Con la lluvia, el agua se filtra hasta el subsuelo o fluye para formar los ríos y lagos. Desde la Antigüedad, las civilizaciones han sobrevivido con sistemas de distribución y recolección de agua. De hecho, muchas de las estructuras antiguas solían canalizar el agua que caía en los tejados hacia un gran depósito subterráneo para usarla para numerosos fines hogareños. Entre los sistemas de recolección de agua más famosos se encuentran los usados por los mesopotámicos, griegos y romanos; y mientras que los árabes nombraron al-yibab al depósito para el almacenamiento de agua de lluvia, los mayas emplearon los chultunes para disponer de agua en la estación seca. 

Actualmente, los sistemas de distribución de agua emplean cantidades significativas de energía, recursos e infraestructuras, principalmente para cubrir las necesidades de captura de agua de un edificio. Con el paso del tiempo se fueron desarrollando nuevos funcionamientos y mejorías de los sistemas ya existentes; principalmente en las áreas de captación con impermeabilizantes con piedras o tejas de cerámica, conductos de agua que dirigen el agua captada al depósito, filtros que eliminan el polvo y las impurezas del agua, depósitos o aljibes que permiten la correcta conservación de agua y que están acondicionados adecuadamente, y sistemas de control que permiten la alternancia de la utilización del agua de la reserva y de la red general.  

reciclar agua lluvia

¿Para qué implementar un sistema (así sea uno muy básico) de recolección de agua? A continuación te compartimos una lista de beneficios de un sistema de reciclaje de agua de lluvia

  • Permite el autosuministro gratuito de agua de gran calidad.
  • Ayuda a reducir el exceso de la demanda de redes de suministro público, facilitando la conservación de las reservas públicas para casos de escasez.
  • Supone un ahorro energético, al no tener que emplear electricidad para bombear al menos una parte del agua que se va a usar desde las reservas a cada casa.
  • Facilita la red de drenaje público, al no verter en ésta el agua que cae en los tejados.
  • Permite la recuperación de los acuíferos subterráneos en las zonas urbanas.
  • Sensibiliza y establece una relación directa con el medioambiente. 

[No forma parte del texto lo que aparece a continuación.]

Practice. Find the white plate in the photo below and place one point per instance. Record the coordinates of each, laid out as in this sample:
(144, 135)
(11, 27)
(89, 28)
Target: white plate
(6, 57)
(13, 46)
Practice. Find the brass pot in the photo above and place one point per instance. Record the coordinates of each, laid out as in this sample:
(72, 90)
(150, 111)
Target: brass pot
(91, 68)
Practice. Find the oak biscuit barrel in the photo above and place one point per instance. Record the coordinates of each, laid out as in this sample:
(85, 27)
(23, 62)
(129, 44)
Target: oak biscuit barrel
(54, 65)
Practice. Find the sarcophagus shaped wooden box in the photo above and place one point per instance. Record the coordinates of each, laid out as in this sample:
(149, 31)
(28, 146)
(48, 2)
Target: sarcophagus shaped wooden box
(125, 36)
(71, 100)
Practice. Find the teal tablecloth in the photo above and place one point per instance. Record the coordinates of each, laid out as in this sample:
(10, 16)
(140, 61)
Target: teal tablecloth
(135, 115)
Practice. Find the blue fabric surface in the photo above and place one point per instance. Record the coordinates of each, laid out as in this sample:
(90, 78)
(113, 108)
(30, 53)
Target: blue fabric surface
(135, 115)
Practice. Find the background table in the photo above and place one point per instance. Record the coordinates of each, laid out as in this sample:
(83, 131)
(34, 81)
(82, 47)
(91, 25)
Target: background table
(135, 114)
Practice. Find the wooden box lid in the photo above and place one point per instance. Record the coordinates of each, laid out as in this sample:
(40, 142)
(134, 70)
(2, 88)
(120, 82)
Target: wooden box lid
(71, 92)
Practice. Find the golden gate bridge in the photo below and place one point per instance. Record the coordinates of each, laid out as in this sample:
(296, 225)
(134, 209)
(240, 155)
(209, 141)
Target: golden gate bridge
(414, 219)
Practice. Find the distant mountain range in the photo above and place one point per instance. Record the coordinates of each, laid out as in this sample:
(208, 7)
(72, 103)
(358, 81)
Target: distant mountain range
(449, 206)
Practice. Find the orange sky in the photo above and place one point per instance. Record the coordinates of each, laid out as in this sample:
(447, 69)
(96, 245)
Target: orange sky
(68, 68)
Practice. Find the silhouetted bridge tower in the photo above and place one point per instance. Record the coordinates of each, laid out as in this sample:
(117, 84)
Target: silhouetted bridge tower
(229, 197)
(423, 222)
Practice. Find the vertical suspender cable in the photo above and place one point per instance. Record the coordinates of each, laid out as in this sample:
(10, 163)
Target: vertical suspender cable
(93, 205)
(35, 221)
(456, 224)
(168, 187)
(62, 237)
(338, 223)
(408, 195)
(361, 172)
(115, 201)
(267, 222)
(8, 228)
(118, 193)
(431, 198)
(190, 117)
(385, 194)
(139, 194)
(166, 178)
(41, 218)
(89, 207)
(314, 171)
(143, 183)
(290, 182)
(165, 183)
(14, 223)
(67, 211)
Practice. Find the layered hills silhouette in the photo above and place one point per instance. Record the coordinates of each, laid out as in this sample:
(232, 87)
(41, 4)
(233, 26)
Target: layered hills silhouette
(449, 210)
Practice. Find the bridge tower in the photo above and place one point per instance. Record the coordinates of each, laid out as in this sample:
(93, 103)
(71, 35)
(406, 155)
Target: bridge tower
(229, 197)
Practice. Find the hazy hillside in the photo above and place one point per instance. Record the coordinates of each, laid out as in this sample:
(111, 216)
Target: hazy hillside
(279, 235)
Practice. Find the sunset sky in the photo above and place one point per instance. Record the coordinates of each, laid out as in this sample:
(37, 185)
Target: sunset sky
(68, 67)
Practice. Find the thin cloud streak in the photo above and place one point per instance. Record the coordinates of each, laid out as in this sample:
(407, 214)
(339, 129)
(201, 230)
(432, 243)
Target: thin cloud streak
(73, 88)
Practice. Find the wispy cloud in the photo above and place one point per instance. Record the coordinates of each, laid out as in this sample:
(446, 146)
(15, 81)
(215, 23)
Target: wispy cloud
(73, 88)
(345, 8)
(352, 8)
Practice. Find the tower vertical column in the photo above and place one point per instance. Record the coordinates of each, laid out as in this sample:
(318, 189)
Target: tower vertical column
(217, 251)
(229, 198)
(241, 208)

Esta agua recolectada puede ser usada para regar plantas, lavar el coche, en el inodoro, lavarse el cabello, bañar a las mascotas, lavar la vajilla, etc. Y no es necesario implementar métodos muy sofisticados de recolección, basta con poner una cubeta en el balcón o el techo para que se llene cada vez que llueva o instalar un barril conectado a los canalones. En el barril añade un pequeño grifo para conectar la manguera, y utiliza esa agua para regar el jardín y para lavar el coche o el piso.